Turns Out Rep. Tricia Cotham, North Carolina Abortion Traitor, Was a GOP Plant All Along

New reporting shows that local Republicans urged Cotham to run as a Democrat and were planting the seeds for her party switch for months.

Turns Out Rep. Tricia Cotham, North Carolina Abortion Traitor, Was a GOP Plant All Along
Screenshot:YouTube/Queen City News (Fair Use)

The saga of North Carolina state Rep. Tricia Cotham (R) is a strange one: She was a vocally pro-choice Democrat who revealed in 2015 that she’d had a medically necessary abortion, then won her old seat in November 2022 only to defect to the Republican party in April and give the GOP a supermajority that they used to pass an abortion ban. Now, new reporting shows that local Republicans urged her to run as a Democrat—fooling voters in her very blue Charlotte-area district into thinking she strongly supported abortion rights—and were planting the seeds for her party switch for months.

On Sunday, the New York Times reported that both Republican House Speaker Tim Moore and Republican Majority Leader John Bell encouraged her to run in the Democratic primary in the spring of 2022. The Times described it this way: “Republican leaders cultivated her before she ran and, seeing her growing estrangement [from Democrats], seized a chance to coax her across party lines.”

Cotham previously served in the state house as a Democrat from 2007 to 2016 but left the role after failing to win a seat in Congress. During her time away, she was a registered lobbyist whose clients included charter schools. When she decided to run for Congress again, local Democratic activists said Cotham never responded to their offers to help with her 2022 campaign. Jezebel reported in May that Cotham blew off multiple endorsement meetings with Planned Parenthood South Atlantic ahead of the primary and then fumed to a campaign worker in a now-public Twitter DM that Planned Parenthood and another pro-choice organization had “really screwed” her.

As Cotham was keeping Democrats at an arms’ length, Moore was in her corner. He told the paper, “I reached out to her and told her good luck, I hope she wins.” When Cotham returned to Raleigh, she bristled at being treated like a newcomer and didn’t attend freshman orientation.

Once she was elected in November, Moore told the Times he made it clear the GOP would welcome her. (There were also rumors that Cotham and Moore were romantically involved but both have denied it; Cotham told the Times the allegation was “insulting.”) U.S. Representative Dan Bishop (R) said he also encouraged Cotham to join the GOP, shortly after Cotham got heavy criticism for missing a March vote that let Republicans repeal a gun permit law.

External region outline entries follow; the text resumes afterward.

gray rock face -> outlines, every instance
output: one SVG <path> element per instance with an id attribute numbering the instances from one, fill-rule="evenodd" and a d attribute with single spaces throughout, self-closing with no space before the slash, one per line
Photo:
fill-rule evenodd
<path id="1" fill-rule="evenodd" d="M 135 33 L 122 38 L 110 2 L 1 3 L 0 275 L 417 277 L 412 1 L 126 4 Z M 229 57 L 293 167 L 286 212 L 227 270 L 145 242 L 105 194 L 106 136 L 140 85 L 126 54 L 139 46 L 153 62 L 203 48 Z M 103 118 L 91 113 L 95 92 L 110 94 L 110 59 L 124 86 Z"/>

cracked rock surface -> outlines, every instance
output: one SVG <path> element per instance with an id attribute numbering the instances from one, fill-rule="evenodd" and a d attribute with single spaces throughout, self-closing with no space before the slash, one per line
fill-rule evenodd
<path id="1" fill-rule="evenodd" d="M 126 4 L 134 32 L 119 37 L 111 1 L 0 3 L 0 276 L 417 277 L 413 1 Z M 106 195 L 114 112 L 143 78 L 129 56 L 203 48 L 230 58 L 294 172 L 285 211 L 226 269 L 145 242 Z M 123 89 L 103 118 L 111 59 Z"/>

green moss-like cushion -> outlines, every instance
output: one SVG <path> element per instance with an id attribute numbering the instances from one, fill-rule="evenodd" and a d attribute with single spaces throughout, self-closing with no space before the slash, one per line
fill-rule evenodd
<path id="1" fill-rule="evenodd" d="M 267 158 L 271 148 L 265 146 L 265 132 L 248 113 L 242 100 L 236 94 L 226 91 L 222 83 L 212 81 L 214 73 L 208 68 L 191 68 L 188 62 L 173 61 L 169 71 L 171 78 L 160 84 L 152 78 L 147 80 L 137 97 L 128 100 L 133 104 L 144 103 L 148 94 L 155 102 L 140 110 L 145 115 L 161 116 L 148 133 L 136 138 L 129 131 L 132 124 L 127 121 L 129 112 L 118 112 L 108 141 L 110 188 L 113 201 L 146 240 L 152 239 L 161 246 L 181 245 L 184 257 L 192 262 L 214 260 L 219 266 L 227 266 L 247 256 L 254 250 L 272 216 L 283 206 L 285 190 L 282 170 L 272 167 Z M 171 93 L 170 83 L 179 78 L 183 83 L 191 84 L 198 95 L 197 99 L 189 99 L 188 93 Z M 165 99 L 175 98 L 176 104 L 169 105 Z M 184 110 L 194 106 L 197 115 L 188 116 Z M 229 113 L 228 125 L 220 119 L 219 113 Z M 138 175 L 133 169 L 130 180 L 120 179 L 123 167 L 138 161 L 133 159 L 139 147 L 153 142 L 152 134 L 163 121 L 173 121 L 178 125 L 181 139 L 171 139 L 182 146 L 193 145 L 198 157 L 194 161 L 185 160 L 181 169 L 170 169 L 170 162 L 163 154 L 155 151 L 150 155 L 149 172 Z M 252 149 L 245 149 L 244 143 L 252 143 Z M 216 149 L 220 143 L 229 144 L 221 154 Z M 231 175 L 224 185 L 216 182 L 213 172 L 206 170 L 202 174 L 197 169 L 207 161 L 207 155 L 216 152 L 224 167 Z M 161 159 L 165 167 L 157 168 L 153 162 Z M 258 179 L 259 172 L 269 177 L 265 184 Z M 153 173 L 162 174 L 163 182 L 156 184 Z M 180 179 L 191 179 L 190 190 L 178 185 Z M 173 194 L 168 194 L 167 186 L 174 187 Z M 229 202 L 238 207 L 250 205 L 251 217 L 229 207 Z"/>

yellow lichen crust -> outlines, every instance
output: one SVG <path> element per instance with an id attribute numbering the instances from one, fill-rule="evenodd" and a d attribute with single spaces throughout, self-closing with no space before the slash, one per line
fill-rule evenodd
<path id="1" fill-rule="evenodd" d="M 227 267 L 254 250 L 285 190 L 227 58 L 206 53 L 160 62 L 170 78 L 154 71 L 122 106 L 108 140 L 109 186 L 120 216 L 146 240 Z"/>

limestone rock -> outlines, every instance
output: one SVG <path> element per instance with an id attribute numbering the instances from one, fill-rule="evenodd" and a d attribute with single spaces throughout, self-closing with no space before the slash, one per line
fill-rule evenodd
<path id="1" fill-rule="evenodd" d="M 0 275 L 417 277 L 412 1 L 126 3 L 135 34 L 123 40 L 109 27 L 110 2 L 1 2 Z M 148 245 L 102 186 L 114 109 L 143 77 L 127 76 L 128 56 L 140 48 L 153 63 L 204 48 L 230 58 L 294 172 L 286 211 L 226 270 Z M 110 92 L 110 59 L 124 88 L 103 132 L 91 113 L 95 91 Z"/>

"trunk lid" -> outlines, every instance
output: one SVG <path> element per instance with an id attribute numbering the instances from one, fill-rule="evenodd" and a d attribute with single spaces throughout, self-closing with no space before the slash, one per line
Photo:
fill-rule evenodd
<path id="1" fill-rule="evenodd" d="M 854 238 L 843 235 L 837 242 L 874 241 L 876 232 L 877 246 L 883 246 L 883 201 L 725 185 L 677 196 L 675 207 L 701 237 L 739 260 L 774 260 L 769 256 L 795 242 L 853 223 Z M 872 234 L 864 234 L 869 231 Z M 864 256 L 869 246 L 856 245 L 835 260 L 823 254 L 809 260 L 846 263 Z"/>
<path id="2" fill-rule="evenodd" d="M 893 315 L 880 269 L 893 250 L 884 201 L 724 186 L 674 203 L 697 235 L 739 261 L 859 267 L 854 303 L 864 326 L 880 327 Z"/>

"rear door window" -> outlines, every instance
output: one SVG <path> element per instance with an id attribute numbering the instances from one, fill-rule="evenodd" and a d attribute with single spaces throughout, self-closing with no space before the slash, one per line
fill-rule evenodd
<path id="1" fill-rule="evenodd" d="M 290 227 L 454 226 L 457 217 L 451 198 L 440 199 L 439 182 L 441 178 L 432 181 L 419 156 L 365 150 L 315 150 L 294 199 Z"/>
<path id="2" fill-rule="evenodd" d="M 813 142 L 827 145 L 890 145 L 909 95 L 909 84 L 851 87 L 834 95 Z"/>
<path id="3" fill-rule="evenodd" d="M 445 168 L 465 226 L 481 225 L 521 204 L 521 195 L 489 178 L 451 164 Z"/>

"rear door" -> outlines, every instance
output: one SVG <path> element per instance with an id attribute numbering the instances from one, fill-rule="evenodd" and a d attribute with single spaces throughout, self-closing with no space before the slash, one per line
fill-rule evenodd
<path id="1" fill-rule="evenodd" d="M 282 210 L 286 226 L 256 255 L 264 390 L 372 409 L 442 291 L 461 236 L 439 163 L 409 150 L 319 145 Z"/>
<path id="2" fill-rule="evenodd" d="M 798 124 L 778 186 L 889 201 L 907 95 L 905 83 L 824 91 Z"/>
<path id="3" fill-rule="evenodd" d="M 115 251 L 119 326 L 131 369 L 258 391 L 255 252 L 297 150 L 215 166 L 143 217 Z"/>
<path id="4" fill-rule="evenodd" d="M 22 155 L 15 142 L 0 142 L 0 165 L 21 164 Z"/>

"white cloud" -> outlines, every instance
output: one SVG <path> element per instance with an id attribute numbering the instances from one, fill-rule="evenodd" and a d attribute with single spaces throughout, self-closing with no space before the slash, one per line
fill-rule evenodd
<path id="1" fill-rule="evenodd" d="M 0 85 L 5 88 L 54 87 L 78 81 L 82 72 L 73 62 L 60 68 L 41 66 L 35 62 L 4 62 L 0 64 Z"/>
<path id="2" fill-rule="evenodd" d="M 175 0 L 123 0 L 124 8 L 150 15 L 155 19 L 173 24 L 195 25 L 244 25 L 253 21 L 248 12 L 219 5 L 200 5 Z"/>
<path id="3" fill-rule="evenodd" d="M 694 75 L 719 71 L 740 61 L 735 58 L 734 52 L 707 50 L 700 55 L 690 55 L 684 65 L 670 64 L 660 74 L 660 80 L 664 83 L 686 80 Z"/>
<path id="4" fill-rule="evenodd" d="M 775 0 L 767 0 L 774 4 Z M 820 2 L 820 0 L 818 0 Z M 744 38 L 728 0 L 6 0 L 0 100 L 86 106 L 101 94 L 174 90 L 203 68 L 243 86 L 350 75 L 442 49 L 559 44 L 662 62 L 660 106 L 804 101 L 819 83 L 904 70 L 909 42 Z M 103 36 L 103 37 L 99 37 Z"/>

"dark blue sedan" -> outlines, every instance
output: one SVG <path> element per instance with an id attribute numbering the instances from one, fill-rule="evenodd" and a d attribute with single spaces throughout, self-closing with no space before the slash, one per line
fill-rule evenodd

Former Cotham associates painted a picture of a woman who thought Democrats were being mean to her. Longtime advisor Jonathan Coby said she was angry after the gun vote. “She said, ‘I’m either going to switch parties or resign,’” he recalled. “The things she was telling me then were like, ‘The Democrats don’t like me, the Republicans have helped me out a lot and been nice to me.’” (Coby said similar things to Jezebel in May.) Lacey Williams, a former advocacy director at the Charlotte-based Latin American Coalition in Charlotte, said Cotham “felt she did not get the gratitude or spotlight that she felt she deserved.”

In January of this year, Cotham co-sponsored a bill to codify Roe v. Wade into state law, but Jillian Reilly, a lobbyist for Planned Parenthood South Atlantic, told the Times that Cotham refused to meet with the group and wouldn’t take its phone calls. House Democratic Party leader Robert Reives showed the Times text exchanges between him and Cotham that the paper characterized as friendly. “It never would have crossed my mind that she was having issues,” Reives said.

Back in 2015, Cotham spoke on the House floor about her own medically necessary abortion for an ectopic pregnancy. After a leaked draft showed the Supreme Court was set to overturn Roe, she said on Twitter that she would be “unwavering and unapologetic” in her support of abortion rights. But after her party switch, she voted twice to ban abortion after 12 weeks, first to pass it and again to override the governor’s veto.

In June, she had the gall to say she was “still the same person,” and claimed she was never really that strong of an abortion supporter. “With abortion, that’s never been an issue that I was always out there for at all,” she said per the News & Observer. A week later, she continued in her valiant attempts to rewrite history by saying she didn’t have an abortion. “I had a miscarriage, and a miscarriage in medical terms is called a spontaneous abortion,” she told a radio host. “And so instead of saying—first of all, they should not even be talking about my miscarriage, that is just very painful and wrong—but they’re repeating this message that I had an abortion, and that is false.”

But back in 2015, when Cotham shared her experience on the House floor to oppose a bill that would restrict abortion, she used very different language, saying she had an “induced, physician-assisted miscarriage.” That’s definitely not a spontaneous event. Cotham was even featured in a June 2015 Time story on lawmakers talking about their abortions.

Now, thanks to the whims of one mercurial lawmaker courted by the GOP, abortion is less accessible for North Carolinians and millions of people across the South.